Production of nitric oxide (NO) by activated macrophages is central to the control of infections. The inducible form of nitric oxide synthase (iNOS) is responsible for NO production in macrophages. Regulation of iNOS takes place at the level of transcription, with factors such as cytokines and bacterial products playing a prominent role.Among the cytokines, IFNγ is a major inducer of iNOS. IFNγ induces the transcription of iNOS by activating interferon regulated factor-1 (IRF-1) as well as the JAK/STAT pathway. In addition to the transcriptional activation of iNOS, IFNγ also induces the transcription of TNF. The endogenously produced TNF activates NF-κB, which in turn triggers the transcription of iNOS. Thus TNF and IFNγ demonstrate transcriptional synergy toward the expression of iNOS. Several bacterial products trigger toll like receptor (TLR) signaling via ERK/MAPK and PI3K signaling cascades. The triggering of the latter pathways culminates in the activation of transcription factors such as NF-κB, CREB binding protein (CBP) and AP-1 complex, which in turn results in the transcription of the iNOS gene.
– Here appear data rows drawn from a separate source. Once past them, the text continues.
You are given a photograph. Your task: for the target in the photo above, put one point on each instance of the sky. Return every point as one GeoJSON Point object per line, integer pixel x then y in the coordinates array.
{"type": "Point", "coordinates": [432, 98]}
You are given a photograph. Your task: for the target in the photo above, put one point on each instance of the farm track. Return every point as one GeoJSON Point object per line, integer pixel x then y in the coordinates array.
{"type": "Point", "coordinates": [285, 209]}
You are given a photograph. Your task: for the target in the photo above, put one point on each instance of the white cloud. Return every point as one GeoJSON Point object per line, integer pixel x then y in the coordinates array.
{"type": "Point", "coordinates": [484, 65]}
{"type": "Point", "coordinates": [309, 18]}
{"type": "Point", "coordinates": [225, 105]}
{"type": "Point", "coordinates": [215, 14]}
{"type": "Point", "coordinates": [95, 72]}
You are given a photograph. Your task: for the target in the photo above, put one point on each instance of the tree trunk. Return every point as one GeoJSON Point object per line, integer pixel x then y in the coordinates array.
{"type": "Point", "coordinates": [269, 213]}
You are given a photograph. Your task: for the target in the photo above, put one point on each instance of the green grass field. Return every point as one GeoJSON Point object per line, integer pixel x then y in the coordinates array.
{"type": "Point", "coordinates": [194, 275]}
In addition to NO, the microbicidal and tumoricidal properties of macrophages are dependent on the production of reactive oxygen species (ROS). The respiratory burst, which is the production of ROS, is largely attributed to the activation of the nicotinamide adenine diphosphate oxidase (NADPH oxidase). The latter enzyme complex is part of the electron transport chain, whose major membrane-bound components are gp-91 phox and p22 phox. The cytosolic components of NADPH oxidase include p47 phox and p67 phox. Factors such as bacterial products, hormones and chemicals can activate NADPH oxidase by enhancing the membrane translocation of its cytosolic subunits. In addition, several factors such as TNF, IFNγ and PPARα can enhance the expression of NADPH oxidase subunits, which in turn could lead to the activation of the enzyme.
This pathway highlights the important molecular events that lead to NO and ROS production in macrophages.